Ver­sions de référence
Guys and Dolls — Orig­i­nal Broad­way cast
Avec Robert Alda, Isabel Bigley, Sam Lev­ene, Vivian Blaine. Très bonne ver­sion quoique for­cé­ment un peu datée.

Guys and Dolls — The New Broad­way Cast (1992)
Avec Peter Gal­lagher, Josie de Guz­man, Nathan Lane, Faith Prince. Indis­pens­able ! Comme beau­coup des revivals des années 1990 et 2000, cet enreg­istrement offre une ver­sion sen­si­ble­ment réorchestrée d’une par­ti­tion désor­mais clas­sique à laque­lle des inter­prètes con­tem­po­rains haut de gamme, tels Nathan Lane (The Pro­duc­ers) en Nathan et Faith Prince (Bells Are Ring­ing) en Ade­laïde, appor­tent une moder­nité tout à fait rafraichissante.

Guys and Dolls — Stu­dio Cast, Fist Com­plete Record­ing (1995). Avec Kim Criswell. L’in­térêt prin­ci­pal de cet enreg­istrement est de pro­pos­er le spec­ta­cle dans son inté­gral­ité. Mais le choix d’in­ter­prètes issus en par­tie du monde du lyrique alour­dit con­sid­érable­ment la partition.

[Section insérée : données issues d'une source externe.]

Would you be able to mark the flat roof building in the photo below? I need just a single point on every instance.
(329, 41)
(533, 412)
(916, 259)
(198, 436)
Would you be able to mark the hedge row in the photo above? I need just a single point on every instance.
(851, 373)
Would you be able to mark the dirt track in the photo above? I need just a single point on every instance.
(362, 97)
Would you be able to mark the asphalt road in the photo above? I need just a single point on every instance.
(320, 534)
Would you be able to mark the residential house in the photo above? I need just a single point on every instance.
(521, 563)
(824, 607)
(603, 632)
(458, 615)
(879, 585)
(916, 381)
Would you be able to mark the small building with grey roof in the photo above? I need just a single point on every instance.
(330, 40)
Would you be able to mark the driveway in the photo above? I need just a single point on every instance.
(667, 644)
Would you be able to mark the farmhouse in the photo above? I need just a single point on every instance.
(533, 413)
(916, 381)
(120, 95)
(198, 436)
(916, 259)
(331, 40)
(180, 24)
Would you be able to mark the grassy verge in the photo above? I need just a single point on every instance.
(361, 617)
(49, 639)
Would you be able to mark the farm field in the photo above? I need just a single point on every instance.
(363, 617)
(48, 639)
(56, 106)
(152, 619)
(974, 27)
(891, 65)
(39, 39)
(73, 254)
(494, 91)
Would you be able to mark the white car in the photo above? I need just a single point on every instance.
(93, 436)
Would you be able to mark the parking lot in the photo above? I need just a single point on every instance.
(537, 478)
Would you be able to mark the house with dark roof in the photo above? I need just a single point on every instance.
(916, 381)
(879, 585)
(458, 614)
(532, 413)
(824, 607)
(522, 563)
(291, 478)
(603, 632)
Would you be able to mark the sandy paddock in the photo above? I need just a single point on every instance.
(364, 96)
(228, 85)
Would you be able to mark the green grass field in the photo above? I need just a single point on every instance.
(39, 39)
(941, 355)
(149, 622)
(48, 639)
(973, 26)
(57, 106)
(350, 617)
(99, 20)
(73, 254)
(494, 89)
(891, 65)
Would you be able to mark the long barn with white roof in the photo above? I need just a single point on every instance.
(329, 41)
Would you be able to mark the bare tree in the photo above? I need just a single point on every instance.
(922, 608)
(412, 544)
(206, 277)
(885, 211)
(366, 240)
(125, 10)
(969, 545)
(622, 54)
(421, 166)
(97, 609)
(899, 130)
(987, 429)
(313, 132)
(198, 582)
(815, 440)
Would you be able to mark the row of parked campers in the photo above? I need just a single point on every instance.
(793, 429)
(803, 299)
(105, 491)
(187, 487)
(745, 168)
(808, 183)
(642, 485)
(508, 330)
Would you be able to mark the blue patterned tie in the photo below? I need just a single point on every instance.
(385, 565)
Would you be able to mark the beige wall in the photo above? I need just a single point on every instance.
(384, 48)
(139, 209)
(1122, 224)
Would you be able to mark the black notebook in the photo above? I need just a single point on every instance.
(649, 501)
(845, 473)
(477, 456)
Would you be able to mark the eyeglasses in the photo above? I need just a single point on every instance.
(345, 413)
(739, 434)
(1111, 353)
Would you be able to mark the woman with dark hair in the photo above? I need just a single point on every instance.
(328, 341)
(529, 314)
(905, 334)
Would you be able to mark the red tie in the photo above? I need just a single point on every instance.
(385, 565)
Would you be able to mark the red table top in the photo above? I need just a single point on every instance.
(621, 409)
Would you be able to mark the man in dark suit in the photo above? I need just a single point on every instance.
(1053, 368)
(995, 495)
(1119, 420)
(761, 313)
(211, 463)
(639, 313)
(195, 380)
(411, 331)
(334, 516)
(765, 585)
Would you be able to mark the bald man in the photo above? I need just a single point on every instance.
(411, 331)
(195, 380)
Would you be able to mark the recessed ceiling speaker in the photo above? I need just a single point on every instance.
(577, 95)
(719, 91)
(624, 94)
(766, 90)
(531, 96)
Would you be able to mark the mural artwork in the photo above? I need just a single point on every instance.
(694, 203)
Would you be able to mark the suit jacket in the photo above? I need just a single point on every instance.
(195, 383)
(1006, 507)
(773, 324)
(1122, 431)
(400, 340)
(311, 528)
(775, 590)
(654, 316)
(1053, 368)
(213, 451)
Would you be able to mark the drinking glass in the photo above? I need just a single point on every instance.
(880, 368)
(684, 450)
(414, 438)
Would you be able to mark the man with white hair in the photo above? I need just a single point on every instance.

Blanch­es Colombes et Vilains messieurs — DVD
Ver­sion ciné­matographique du spec­ta­cle signée Joseph L. Mankievicz avec Mar­lon Bran­do, Jean Sim­mons, Frank Sina­tra, Vivian Blaine. S’il souf­fre de quelques longueurs et d’une volon­té un peu envahissante d’ap­pro­fondir la psy­cholo­gie des per­son­nages (Mankiewicz est quand même l’au­teur de Eve et de Chaînes con­ju­gales), cette ver­sion ciné­matographique offre quelques morceaux de bravoure choré­graphiques vrai­ment impres­sion­nants et le charme du duo Mar­lon Bran­do-Jean Sim­mons, assez à l’aise dans l’u­nivers du musi­cal, opère sans problème.